When I was in high school, I learned that it wasn’t safe to tell people the things I was aching about; when I did, they turned their backs and criticized that they couldn’t “handle me or it.” They would talk negatively, I’d lose friends, credibility, love and acceptance.

In 2010, I was fed up and founded Women Enough with the commitment that ALL women could be seen, heard and free. I have been relentlessly and passionately working to develop a media campaign called Bare Campaign. #BareCampaign has now been featured in media outlets all over the world including Shape, Cosmopolitan, Huffington Post, Elite Daily and dozens of others. The campaign has reached an audience of over one million and we are now about to launch a crowdfunding campaign.

photo by Anastasia Kuba

What is the most important thing parents can do to support their child's self-esteem?
We inherit our parents’ beliefs about ourselves, themselves. We grow up internalizing the messages we receive from our parents and peers. Sadly, many kids, especially girls, watch their mothers’ loathing themselves in the mirror. “I need to lose weight, I look tired, and my hair looks… I wish I were just a little taller, thinner, and…” They start hearing those things about themselves. Children mirror their parents regardless of what their parents tell them. If a daughter sees a mother or hears a mother belittling herself or another woman, she learns that. Then children then bring those same messages to school and diminish the appearance of themselves or their peers—hence, girls coming home at age five saying they are ‘fat.’

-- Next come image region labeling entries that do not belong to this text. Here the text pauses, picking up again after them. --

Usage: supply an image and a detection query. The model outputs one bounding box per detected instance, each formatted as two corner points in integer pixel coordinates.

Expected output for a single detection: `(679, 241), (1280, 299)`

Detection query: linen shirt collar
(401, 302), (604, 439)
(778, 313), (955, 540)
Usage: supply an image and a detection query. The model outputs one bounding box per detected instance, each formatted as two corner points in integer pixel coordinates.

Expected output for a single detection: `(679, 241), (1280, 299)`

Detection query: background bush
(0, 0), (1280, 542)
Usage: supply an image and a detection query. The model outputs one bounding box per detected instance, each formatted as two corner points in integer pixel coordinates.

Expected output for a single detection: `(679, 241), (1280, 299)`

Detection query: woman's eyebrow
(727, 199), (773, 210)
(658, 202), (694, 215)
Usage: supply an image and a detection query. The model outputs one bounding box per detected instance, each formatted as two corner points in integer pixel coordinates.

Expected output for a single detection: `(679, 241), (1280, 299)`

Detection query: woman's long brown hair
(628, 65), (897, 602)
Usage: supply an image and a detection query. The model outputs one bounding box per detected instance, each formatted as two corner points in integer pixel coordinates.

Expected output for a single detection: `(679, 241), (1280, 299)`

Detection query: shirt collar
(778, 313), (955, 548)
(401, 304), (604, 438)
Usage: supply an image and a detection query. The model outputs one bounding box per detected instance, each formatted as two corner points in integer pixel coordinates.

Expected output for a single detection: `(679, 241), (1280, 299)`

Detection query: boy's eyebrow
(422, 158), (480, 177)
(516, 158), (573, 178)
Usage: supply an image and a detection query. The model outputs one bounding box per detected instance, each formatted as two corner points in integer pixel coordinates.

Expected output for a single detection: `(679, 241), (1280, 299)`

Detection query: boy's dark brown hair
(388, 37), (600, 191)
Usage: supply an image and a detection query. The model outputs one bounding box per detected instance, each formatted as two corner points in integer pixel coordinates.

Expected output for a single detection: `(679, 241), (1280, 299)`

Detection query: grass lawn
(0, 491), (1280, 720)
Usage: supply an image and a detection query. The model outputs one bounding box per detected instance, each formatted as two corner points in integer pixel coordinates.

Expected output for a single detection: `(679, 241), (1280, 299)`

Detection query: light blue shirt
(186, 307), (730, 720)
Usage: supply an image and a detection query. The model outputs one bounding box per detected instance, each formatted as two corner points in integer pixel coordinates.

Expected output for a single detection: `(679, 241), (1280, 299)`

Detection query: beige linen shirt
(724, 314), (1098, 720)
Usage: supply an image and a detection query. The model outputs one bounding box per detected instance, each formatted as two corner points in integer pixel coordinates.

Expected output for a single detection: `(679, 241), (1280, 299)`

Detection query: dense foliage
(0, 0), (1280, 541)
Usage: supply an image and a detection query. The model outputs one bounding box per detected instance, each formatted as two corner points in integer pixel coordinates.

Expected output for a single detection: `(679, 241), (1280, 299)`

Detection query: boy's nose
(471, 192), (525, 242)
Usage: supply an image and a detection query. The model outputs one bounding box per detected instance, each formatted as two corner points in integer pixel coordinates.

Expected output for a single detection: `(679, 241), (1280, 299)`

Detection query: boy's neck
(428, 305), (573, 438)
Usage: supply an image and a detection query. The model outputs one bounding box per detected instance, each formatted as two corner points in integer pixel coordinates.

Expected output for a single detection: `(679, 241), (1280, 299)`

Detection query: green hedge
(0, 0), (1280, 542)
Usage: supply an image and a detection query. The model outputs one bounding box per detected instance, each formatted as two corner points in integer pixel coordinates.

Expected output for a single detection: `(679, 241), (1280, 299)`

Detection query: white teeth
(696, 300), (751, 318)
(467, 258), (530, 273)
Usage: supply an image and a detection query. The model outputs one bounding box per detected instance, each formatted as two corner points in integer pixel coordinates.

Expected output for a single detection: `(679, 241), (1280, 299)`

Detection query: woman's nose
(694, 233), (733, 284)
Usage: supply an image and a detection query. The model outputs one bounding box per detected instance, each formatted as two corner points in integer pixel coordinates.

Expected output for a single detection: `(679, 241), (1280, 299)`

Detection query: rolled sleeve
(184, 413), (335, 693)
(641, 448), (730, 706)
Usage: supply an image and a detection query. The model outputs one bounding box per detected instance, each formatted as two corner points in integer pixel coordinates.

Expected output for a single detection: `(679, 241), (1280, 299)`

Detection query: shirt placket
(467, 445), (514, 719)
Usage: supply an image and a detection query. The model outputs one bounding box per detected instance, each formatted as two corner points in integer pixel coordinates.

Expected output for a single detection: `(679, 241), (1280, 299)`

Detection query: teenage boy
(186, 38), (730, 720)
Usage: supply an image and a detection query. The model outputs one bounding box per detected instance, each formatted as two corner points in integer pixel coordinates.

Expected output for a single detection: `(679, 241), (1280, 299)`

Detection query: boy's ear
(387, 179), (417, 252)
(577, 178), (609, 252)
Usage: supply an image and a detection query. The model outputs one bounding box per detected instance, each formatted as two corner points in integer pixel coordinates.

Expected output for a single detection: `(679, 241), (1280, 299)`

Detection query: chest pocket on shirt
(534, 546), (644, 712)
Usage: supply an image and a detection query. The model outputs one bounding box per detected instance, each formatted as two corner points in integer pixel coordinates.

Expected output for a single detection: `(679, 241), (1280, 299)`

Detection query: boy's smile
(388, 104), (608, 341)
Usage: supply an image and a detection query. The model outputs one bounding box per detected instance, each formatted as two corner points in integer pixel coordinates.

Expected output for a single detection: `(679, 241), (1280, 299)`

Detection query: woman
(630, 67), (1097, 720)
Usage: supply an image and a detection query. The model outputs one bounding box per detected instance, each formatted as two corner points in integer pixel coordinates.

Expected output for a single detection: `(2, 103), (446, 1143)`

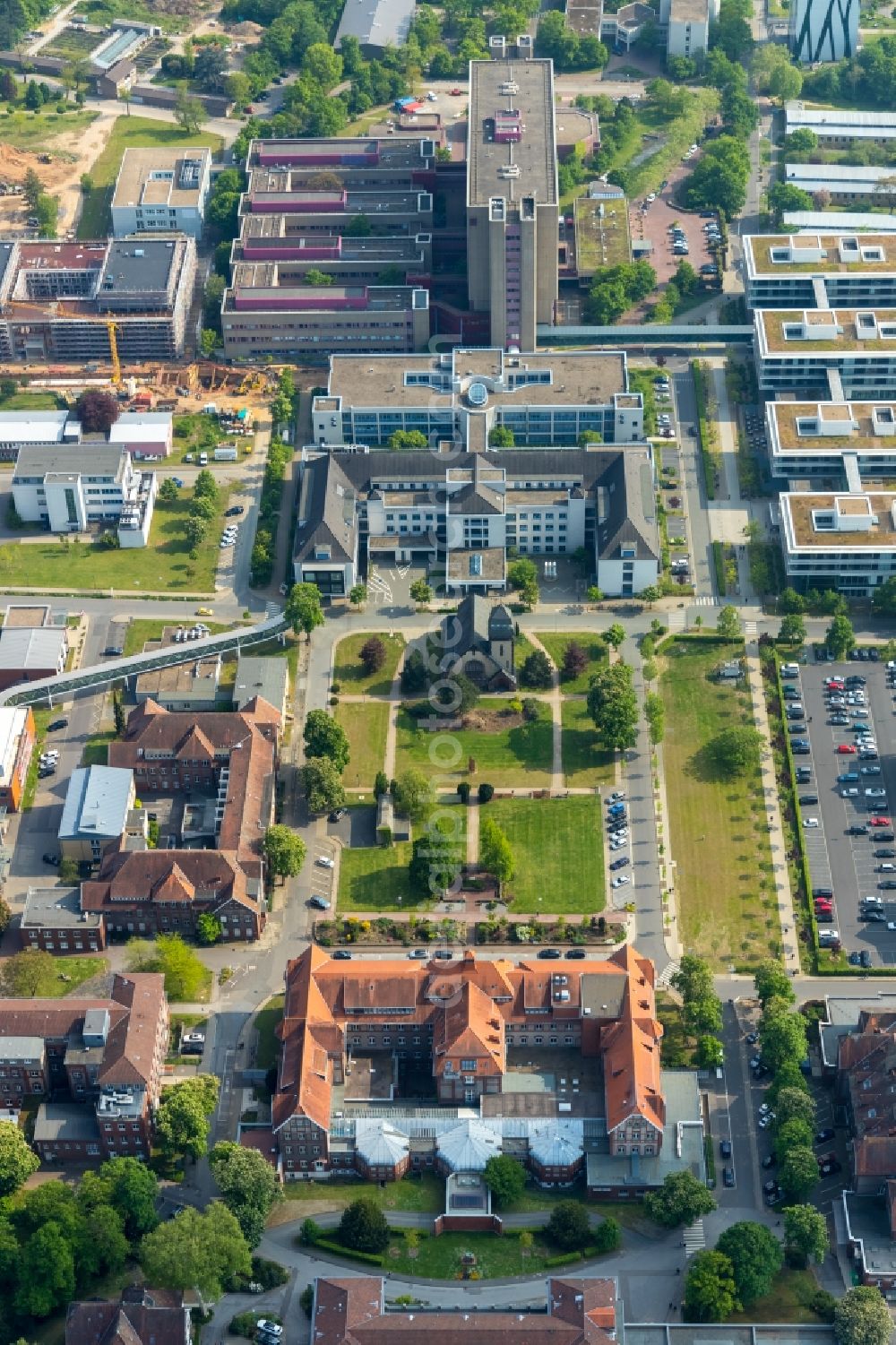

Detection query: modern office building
(754, 308), (896, 401)
(467, 56), (560, 351)
(779, 489), (896, 599)
(13, 444), (156, 546)
(765, 400), (896, 484)
(293, 445), (660, 597)
(312, 347), (644, 452)
(743, 237), (896, 308)
(784, 101), (896, 150)
(112, 145), (211, 239)
(789, 0), (858, 65)
(0, 236), (196, 363)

Share with us a total win (brag away!)
When I was 16, I was recommended a book by the author Sark (Susan Ariel Rainbow Kennedy) called Succulent Wild Woman. Reading that book gave me a sense of hope in the darkness I was experiencing. It was then that I was inspired to have a womens empowerment group. She was the first real 'role model' or female icon that I imagined I wanted to be like. She uses her creativity as a way to share vulnerably and authentically about the struggles and abuse she dealt with in her life. 

Ten years later, I’m giving a speech at the launch of #barecampaign in San Francisco and SARK (the author) walks in the door. It was certainly surreal and a dream come true.

photo by Anastasia Kuba

What's your relationship with Mamalode?
While I don’t have any kids yet, I have always loved kids. I love the curiosity, newness and unconditional love they bring and the way they refresh any situation. I was my sisters birth coach 12 years ago and watched my sweet little perfect niece come out. I had the blessing of naming her Alexandra (Lexi). I spent the first two years of her life with her—every single day—loving, playing and going on any little adventures with her. She brought a very new sense of purpose to my life and it will remain one of the most special times of my life—maybe the most. My childhood was tough and I have always wanted to protect children or be a space where kids could be their silly, whole and self expressed selves. I believe that when we as women heal our relationship to ourselves, we then become better parents. It is so important to support women in having a healthy body image and self esteem so that the next generation are empowered to do so.